Ntvnews.id, Jakarta - Keberanian Gubernur Maluku Utara Sherly Tjoanda Laos menemui langsung massa aksi yang berunjuk rasa di depan kantor DPRD Ternate pada awal September 2025 lalu, menuai banyak pujian. Sebagai wanita Sherly dianggap nekat turun langsung menghadapi dan meredam ribuan massa dalam demonstrasi yang sempat ricuh.
Kehadiran Sherly pun dianggap sebagai wujud keterbukaan pemerintah dalam respons aspirasi masyarakat jalan.
Sherly mengungkapkan ada dua alasan kuat bagi dirinya untuk turun ke lapangan menemui pendemo.
"Pertama sesuai dengan arahan dari Mendagri, kita semua kepala daerah diharapkan balik ke daerah masing-masing dan bertemu mendengar langsung aspirasi dari mahasiswa dan masyarakat," kata Sherly Tjoanda Laos saat wawancara khusus dalam program Abraham Nusantara TV.
"Yang kedua, bercermin dengan apa yang terjadi di pusat. Pada intinya kan mahasiswa hanya ingin didengar. Jadi ketika ketika masyarakat dan mahasiswa berkumpul di tanggal 1 dan tanggal 2 ingin menyampaikan aspirasi mereka. Saya selaku kepala daerah provinsi berkoordinasi dengan Forkopimda Provinsi dengan Walikota. Kita turun mendengar apa aspirasi mereka sehingga kemudian tidak berkelanjutan," imbuhnya.
Baca juga: Gubernur Maluku Utara Sherly Tjoanda Kibarkan Merah Putih di Bawah Laut
Sherly mengakui sebagai manusia biasa dirinya juga khawatir terhadap perilaku pengunjuk rasa yang setiap saat bisa berubah menjadi anarkis. Terlebih aksi anarkis juga telah terjadi di sejumlah daerah di Indonesia.
"Memang sempat agak memanas ya, sempat lempar-lemparan karena mereka pengin menduduki kantor DPRD Kota Ternate tapi kan dihalangin oleh polisi. Jadi mereka mencoba menerobos. Akhirnya kalau lihat di sosmed kan agak sedikit memanas.

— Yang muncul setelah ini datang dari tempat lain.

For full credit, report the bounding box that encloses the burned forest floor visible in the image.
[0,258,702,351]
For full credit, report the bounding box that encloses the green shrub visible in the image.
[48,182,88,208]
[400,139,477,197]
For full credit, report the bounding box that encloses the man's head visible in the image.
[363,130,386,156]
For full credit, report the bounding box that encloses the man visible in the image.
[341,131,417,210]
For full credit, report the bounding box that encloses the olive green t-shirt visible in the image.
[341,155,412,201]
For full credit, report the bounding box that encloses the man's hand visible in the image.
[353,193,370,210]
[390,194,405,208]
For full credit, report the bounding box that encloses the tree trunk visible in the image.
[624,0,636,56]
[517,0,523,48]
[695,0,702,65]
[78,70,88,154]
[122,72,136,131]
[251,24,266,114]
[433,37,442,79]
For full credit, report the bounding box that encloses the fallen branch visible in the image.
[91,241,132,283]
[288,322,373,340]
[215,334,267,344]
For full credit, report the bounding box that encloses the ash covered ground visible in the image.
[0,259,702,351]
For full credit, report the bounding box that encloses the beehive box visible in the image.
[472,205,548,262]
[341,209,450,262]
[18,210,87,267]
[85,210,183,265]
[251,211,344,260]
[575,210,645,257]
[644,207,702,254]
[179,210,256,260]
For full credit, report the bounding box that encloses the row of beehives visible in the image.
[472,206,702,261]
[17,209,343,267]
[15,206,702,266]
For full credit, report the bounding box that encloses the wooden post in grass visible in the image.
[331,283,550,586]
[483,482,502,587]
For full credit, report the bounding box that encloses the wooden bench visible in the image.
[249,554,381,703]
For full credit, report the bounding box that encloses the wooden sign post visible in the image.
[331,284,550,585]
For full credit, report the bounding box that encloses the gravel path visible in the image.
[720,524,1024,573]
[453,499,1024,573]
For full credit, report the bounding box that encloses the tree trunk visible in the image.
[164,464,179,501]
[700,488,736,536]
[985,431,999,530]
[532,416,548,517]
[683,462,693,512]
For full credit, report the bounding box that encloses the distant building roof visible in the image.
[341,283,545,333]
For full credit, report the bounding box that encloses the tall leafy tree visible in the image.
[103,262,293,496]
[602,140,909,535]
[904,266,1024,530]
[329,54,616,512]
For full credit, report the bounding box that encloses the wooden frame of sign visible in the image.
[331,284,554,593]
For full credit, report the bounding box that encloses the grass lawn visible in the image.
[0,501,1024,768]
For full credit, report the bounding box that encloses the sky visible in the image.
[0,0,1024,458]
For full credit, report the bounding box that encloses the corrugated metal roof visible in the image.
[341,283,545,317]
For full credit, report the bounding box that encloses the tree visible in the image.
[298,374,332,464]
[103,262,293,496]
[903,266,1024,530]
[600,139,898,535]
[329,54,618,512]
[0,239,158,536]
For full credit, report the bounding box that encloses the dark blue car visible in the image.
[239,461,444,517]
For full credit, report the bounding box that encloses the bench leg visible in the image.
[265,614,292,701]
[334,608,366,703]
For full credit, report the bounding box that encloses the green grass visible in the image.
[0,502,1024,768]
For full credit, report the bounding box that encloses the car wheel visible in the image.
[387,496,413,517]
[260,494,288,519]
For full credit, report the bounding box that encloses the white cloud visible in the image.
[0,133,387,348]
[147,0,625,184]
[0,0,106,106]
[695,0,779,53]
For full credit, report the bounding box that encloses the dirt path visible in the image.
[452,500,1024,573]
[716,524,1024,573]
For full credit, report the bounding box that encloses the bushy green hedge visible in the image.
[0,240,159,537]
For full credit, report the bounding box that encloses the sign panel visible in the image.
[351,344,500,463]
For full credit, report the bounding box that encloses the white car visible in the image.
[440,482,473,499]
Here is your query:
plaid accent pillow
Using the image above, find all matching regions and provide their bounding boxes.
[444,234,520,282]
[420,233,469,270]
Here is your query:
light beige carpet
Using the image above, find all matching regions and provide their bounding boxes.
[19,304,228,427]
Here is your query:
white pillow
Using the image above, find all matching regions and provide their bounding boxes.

Tapi kemudian baiknya di sini ketika waktunya salat semuanya break salat dulu. Kemudian selesai salat kita turun mendengar aspirasi mereka. Setelah itu mereka bubar," ujarnya.
'Bahwa ada kekhawatiran, saya bakal dilempar ada kekhawatiran itu ada. Tapi karena sudah berkoordinasi dengan Forkopimda, ada Pak Kapolda, ada Pak Danrem, Danlanal yang mendampingi, jadi saya lumayan tenang sih. Dan berdoa dan kan niatnya baik mendengar aspirasi. Kemudian saya selalu menganggap masyarakat Maluku Utara tuh anak-anak saya. Jadi ya mendengar dengan niat baik dan bersyukur kemarin berjalan dengan baik," tambahnya.
Meski ada kemiripan, namun menurut Sherly aksi unjuk rasa kali ini berbeda dengan yang terjadi pada 1998. Itu sebabnya ketika beberapa temannya menyarankan untuk pergi ke tempat yang lebih aman, Sherly pun menolak. Ia tetap berpikir positif tentang Indonesia.
"Jadi saya memilih untuk turun mendengar langsung biar selesai daripada kemudian berkelanjutan sampai malam terus khawatir ada yang terbakar. Kan semuanya rugi," ungkapnya.
"Bukan mengunderestimate, cuman saya positive thinking bahwa segala sesuatu bahwa sebenarnya kan kalau mungkin agak berbeda case yang kemarin dengan yang 98. Saya melihat case yang ini sebenarnya murni mahasiswa hanya pengin didengarkan. Bahwa kemudian dalam proses mengutarakan pendapat kemudian entahlah ada yang bilang penyusup atau sesuatu yang terjadi di luar kendali. Perusuh. Itu saya enggak tahu. Tapi pada dasarnya kan mereka pengin menyuarakan aspirasi mereka," pungkasnya.